I slept for 12 hours last night.
I do not think I have ever done that in my entire life.
With drugs and drink I have made almost eight hours a few times, but never more than that on my own.
I am at a stage of my life where extra rest would REALLY help my aging joints, but I can not do anything that helps me sleep more than my normal three or four hours at a setting, except to get really drunk.
I have been off of alcohol since January, though. I am not interested in going back down that dark hallway any time soon.
I usually sleep for 7-9 hours when I'm taking dexamphetamine and caffeine, and I slept for 12-16 hours a day, split into a couple of blocks, when I took a break from the stimulants recently. Some of that was rebound, but I used to sleep for 10-12 hours when I was just taking caffeine.
Caffeine is my drug of choice these days. It is one drug that I can control.
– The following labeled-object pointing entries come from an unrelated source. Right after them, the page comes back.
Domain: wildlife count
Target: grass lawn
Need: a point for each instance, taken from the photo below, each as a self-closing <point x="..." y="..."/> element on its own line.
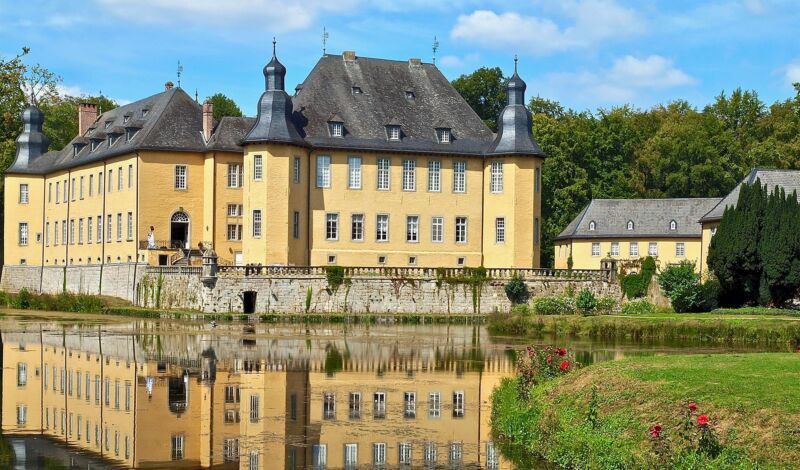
<point x="753" y="401"/>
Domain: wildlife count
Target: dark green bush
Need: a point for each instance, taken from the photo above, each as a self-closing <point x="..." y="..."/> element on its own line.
<point x="516" y="290"/>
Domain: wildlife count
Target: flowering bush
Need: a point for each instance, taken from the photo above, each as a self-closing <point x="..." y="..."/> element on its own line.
<point x="536" y="365"/>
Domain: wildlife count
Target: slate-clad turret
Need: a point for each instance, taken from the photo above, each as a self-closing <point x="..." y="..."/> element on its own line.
<point x="31" y="143"/>
<point x="514" y="133"/>
<point x="274" y="122"/>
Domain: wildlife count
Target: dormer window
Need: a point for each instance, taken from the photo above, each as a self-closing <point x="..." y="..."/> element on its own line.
<point x="336" y="129"/>
<point x="393" y="132"/>
<point x="443" y="134"/>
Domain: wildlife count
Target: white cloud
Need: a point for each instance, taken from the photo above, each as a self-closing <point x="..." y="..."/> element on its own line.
<point x="592" y="21"/>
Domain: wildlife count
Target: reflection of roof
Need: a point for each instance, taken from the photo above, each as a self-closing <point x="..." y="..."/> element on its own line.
<point x="650" y="217"/>
<point x="789" y="180"/>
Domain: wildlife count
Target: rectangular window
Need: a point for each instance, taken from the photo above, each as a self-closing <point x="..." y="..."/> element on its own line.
<point x="459" y="176"/>
<point x="180" y="176"/>
<point x="382" y="228"/>
<point x="331" y="226"/>
<point x="354" y="172"/>
<point x="357" y="227"/>
<point x="323" y="171"/>
<point x="434" y="175"/>
<point x="634" y="249"/>
<point x="256" y="223"/>
<point x="258" y="167"/>
<point x="23" y="234"/>
<point x="412" y="229"/>
<point x="434" y="405"/>
<point x="595" y="249"/>
<point x="437" y="229"/>
<point x="409" y="175"/>
<point x="130" y="226"/>
<point x="680" y="249"/>
<point x="496" y="183"/>
<point x="384" y="174"/>
<point x="500" y="230"/>
<point x="254" y="408"/>
<point x="461" y="230"/>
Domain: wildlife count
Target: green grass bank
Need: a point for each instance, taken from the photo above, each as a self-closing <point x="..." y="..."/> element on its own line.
<point x="752" y="401"/>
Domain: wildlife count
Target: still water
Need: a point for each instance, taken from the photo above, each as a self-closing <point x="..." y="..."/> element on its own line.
<point x="164" y="394"/>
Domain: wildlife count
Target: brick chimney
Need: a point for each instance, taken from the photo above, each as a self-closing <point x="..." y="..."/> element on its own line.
<point x="208" y="119"/>
<point x="87" y="115"/>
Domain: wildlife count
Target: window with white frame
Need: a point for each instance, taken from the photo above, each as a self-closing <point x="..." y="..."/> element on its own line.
<point x="437" y="229"/>
<point x="412" y="229"/>
<point x="461" y="230"/>
<point x="384" y="175"/>
<point x="23" y="233"/>
<point x="258" y="167"/>
<point x="180" y="177"/>
<point x="354" y="172"/>
<point x="409" y="175"/>
<point x="459" y="176"/>
<point x="357" y="227"/>
<point x="496" y="182"/>
<point x="382" y="228"/>
<point x="434" y="175"/>
<point x="323" y="171"/>
<point x="500" y="230"/>
<point x="331" y="226"/>
<point x="256" y="223"/>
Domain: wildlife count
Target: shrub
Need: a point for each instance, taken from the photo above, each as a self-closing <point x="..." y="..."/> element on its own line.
<point x="554" y="305"/>
<point x="516" y="290"/>
<point x="586" y="301"/>
<point x="638" y="307"/>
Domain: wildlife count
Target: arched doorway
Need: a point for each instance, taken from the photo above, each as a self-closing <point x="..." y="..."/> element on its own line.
<point x="179" y="230"/>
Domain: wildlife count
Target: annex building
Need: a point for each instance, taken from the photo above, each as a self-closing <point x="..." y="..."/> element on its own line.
<point x="370" y="162"/>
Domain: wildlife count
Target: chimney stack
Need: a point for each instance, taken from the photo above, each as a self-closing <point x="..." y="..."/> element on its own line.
<point x="208" y="119"/>
<point x="87" y="115"/>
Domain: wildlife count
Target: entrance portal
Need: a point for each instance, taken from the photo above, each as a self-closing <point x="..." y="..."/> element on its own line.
<point x="179" y="230"/>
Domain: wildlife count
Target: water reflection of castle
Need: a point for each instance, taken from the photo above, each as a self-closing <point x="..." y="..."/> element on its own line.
<point x="319" y="403"/>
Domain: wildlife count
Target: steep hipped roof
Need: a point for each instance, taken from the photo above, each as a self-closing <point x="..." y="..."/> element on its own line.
<point x="789" y="180"/>
<point x="651" y="218"/>
<point x="170" y="120"/>
<point x="415" y="95"/>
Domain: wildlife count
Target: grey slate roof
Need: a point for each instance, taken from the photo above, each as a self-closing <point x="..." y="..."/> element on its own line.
<point x="789" y="180"/>
<point x="651" y="218"/>
<point x="173" y="122"/>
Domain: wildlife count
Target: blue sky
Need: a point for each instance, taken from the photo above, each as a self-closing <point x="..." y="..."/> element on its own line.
<point x="583" y="53"/>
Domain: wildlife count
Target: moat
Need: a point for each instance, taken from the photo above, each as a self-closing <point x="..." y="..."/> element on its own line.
<point x="101" y="392"/>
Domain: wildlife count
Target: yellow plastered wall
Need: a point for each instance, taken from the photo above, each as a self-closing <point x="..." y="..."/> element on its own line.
<point x="30" y="213"/>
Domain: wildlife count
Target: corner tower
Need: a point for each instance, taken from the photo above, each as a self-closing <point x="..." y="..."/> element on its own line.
<point x="276" y="183"/>
<point x="513" y="187"/>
Depending upon how I use/abuse it, I am afforded a whole set of differing affects from which to choose. (Quantity is the key for me "One cup makes you smaller and two cups make you tall" type of thiong)
Right now, after having another altercation in traffic that I could have avoided, I am having a lot of trouble sleeping. I feel that I have failed to reach a level of calmness toward which I have just been been tested, well, last week I was tested and I failed.
I have an earworm from my sleep, lately. I generally remember many dreams, but lately I can not - I only remember this song.
It is an ancient - from my youth - Eric Burden and the Animals' song, "Please Don't Let Me Be Misunderstood" I want to find a way for this to mean something to me, but it means so many other things that I can not imagine how it has become such a "burden" upon me to bear the memory of this song.